MIAMI - One of the first things Matt Joyce, Ben Zobrist and a lot of the other Tampa Bay Rays hitters noticed upon their arrival here this weekend was just how expansive the outfield is at Marlins Park.
Designed to be a pitcher's paradise, the distance from home plate to the park's 12-foot outfield wall is 344 feet down the left-field line, 422 feet to deepest center and 392 feet to the power alley in right center.
The dimensions have left some visitors complaining the park is too big, but the Rays made it look rather small, hitting five home runs during a three-game sweep of the Marlins, including two Sunday during their series-capping 4-2 win.
"Zobrist made it look small (with his two homers on Saturday) and Matt made it look really small (with his team-leading 11th homer Sunday), but I'm not sure I made it look that small," said Elliot Johnson, who finished the five-homer barrage with a two-run shot, his fourth of the year, to right during a pivotal three-run fourth. "Mine just barely made it, but it still counts as a homer, so I'm not complaining."
Neither was Rays starter James Shields. Though Shields (7-4) continued to display a unique mastery of the Marlins, beating them for the third time in three starts, he wound up needing the support.
Shields, who had allowed just one earned run during his two previous complete-game victories over Miami, sailed through the Marlins for six innings but began to struggle in the seventh.
He gave up a pair of doubles, the second of which produced the Marlins' first run, and a walk before turning the game over to the bullpen, which also gave up a run before finishing off Miami in the ninth.
"I walked three hitters today and that's one of the things I'm not too pleased about, but overall it was a good start," Shields said. "Better than the last few, that's for sure."
Shields broke a personal three-game losing streak that included a rough outing Tuesday in New York, where he gave up seven hits and seven runs in a 7-0 loss to the Yankees.
The Rays lost the next night out to New York as well, but they've won four in a row since to reclaim and maintain their hold on first place in American League East, and it's largely been their hitters who have sparked the turnaround.
The Rays had 10 or more hits in the three games prior to Sunday, and they broke out hot against Marlins starter Anibal Sanchez (3-5) when B.J. Upton ripped a first-inning double off the left-field scoreboard to score Carlos Peña, who walked.
Two innings later, Joyce led off by driving a Sanchez offering over the little garden in right-center field, and Johnson followed three batters later by drilling his homer to left.

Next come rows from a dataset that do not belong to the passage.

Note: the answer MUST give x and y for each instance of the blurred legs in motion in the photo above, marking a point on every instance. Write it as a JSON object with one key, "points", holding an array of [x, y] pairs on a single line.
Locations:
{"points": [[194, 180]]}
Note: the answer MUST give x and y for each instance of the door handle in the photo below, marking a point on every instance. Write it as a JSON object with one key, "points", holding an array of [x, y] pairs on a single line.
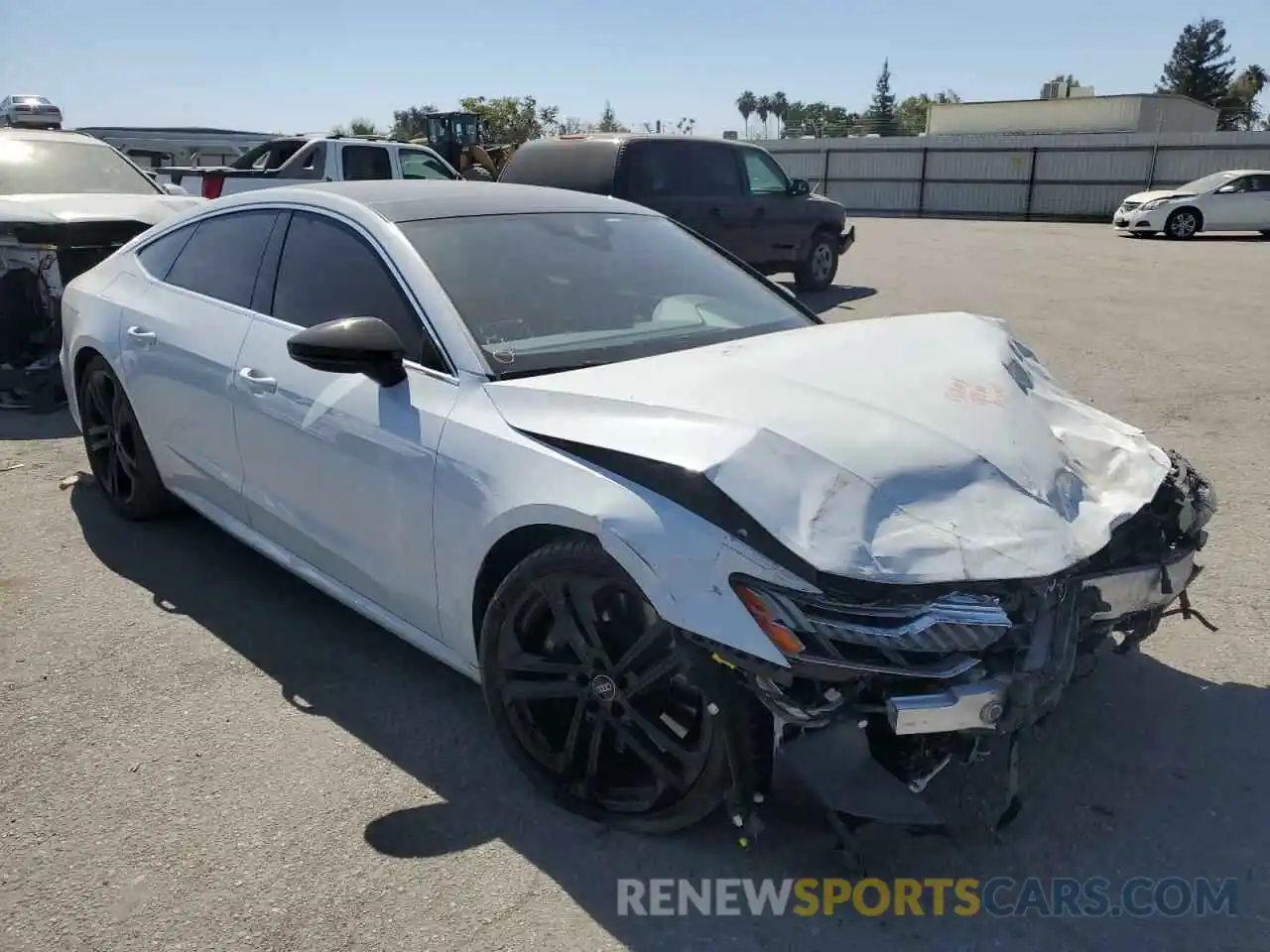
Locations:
{"points": [[257, 382], [143, 335]]}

"They're swinging the bats well," Rays manager Joe Maddon said of his team, which hit .167 as a group during the 10 games prior to the start of this four-game winning streak. "Elliot really hit that ball.
"And Matt's, that was far. That was like old Yankee Stadium far. That's what I saw with that. It was just properly struck off the bat. It was definitely going to be a homer the moment he hit it. It was about as good as you can hit it."

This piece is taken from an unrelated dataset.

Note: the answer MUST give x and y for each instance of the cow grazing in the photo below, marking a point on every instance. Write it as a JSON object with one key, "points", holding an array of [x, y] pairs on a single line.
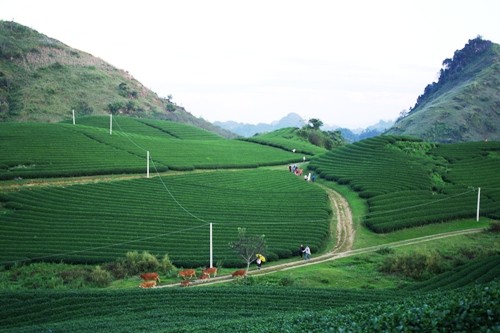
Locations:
{"points": [[148, 284], [241, 272], [211, 270], [187, 273], [150, 277], [204, 277]]}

Marlins Park has a tendency to swallow up a lot of hitters' best hits, but Joyce said he realized the park does have some forgiving areas for power hitters.
"It's a big park, but it seemed like the ball carried pretty well to right field," Joyce said. "Obviously Zobrist hit two there (Saturday) and we had two more go there today."
The five homers helped the Rays put together their first four-game road winning streak of the year. Now they're hoping to carry the momentum over into a series against the Mets at the Trop, where they've won just six of their past 16.
"(Saturday's win) was a huge game for us and we kind of carried it over into today," Joyce said. "Hopefully we keep it going now. That's the biggest thing, just try to be consistent."